The new European Union privacy rules (the General General Data Protection Regulation (GDPR) went into effect earlier this month. The GDPR aims to give control to citizens and residents over their personal data and to simplify the regulatory environment for international business by unifying the regulation within the EU. Even so, the new rules implementation has created havoc by forcing businesses all over the world to comply with the EU standar as long as they are doing business online with EU residents. Thus, most businesses of any scale/size are scrambling to comply.
For individuals, the most immediate effect of the GDPR has been receiving a barrage of e-mails from service providers who have updated their privacy rules and terms of service in order to comply and avoid steep fines.
While the GDPR has been championed by privacy advocates as a positive step toward protecting individual rights and personal information online, attorneys and law enforcement officials have largely opposed the regulations because of the negative impact on transparency which could create more hurdles for businesses to enforce intellectual property rights, protect users from scammers/squatters, and shut down phishing or malware scams. The most critical impact has been on WHOIS information. Whereas registrant information was previously made public unless the individual opted to use a Privacy Protection service (or just listed a fake name and contact information), the WHOIS information has always been a starting point for brand people to deal with fake websites. In response to the GDPR many registrars are simply scrubbing their WHOIS information and providing no public information regarding the site in order to avoid fines.
The registrars have also taken a hit to their bottom line because there is no need for registrants to use a Privacy Protection Service if there is no information being made public. The Privacy Protection Services constituted a significant revenue stream for companies like GoDaddy and Register.com.
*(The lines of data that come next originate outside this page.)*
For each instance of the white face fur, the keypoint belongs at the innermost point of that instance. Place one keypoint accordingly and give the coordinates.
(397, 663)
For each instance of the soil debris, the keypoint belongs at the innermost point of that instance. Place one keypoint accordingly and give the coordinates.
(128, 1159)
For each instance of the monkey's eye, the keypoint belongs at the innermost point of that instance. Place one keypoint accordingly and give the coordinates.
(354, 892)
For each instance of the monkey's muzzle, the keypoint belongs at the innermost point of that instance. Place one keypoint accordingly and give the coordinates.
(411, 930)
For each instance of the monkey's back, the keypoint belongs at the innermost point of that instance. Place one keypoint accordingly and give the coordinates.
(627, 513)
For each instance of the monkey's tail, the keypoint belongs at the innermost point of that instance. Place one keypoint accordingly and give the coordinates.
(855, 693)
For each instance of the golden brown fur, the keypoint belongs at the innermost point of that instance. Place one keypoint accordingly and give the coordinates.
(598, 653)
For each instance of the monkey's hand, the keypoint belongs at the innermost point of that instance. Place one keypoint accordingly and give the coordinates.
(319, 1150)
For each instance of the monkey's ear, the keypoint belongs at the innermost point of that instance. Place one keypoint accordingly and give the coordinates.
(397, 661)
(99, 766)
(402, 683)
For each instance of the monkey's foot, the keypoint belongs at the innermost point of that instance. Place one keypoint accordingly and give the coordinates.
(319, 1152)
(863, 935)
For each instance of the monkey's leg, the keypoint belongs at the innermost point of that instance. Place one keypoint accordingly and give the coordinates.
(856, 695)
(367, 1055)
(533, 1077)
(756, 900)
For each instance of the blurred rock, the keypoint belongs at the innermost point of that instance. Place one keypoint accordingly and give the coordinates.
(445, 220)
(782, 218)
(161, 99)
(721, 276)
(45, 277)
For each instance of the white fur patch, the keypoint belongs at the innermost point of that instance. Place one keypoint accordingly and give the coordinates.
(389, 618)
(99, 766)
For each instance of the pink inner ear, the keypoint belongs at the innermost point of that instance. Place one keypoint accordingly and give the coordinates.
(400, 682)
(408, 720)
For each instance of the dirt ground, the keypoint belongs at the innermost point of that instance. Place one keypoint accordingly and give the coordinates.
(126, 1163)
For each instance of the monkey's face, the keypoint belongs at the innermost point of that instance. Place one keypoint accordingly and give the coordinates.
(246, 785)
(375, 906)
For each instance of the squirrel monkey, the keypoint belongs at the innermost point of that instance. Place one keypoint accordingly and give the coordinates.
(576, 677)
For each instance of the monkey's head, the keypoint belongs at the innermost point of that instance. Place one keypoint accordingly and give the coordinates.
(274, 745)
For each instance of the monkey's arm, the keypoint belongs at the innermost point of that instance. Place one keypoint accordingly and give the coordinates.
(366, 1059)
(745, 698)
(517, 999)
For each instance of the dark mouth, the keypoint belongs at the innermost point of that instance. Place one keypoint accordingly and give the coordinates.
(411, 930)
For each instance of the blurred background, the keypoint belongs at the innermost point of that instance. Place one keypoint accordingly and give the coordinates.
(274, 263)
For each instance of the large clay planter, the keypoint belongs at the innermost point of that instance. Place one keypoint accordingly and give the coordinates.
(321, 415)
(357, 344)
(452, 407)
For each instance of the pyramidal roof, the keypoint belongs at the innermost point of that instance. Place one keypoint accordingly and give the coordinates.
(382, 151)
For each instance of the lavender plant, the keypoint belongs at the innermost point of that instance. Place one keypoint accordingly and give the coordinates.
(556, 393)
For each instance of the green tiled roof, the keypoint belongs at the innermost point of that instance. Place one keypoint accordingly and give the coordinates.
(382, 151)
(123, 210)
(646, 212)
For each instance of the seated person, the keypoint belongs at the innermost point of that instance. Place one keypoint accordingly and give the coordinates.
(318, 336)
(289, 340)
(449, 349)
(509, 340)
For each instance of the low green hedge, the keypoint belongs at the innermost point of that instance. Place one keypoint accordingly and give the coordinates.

Lastly, the GDPR is an EU rule that has had a global impact online which has made the folks at ICANN (the International Corporation for Assigned Names and Numbers) look rather silly and plainly ineffectual. If other countries or groups of countries decide to enact their own privacy rules like the EU just did, then businesses world-wide could be faced with having to comply with myriad regulations and privacy regimes that lack standards – thereby undercutting the entire purpose of having an organization like ICANN which is supposed to ensure the Internet’s “operational stability […]; to promote competition; to achieve broad representation of the global Internet community; and to develop policies appropriate to its mission through bottom-up, consensus-based processes.”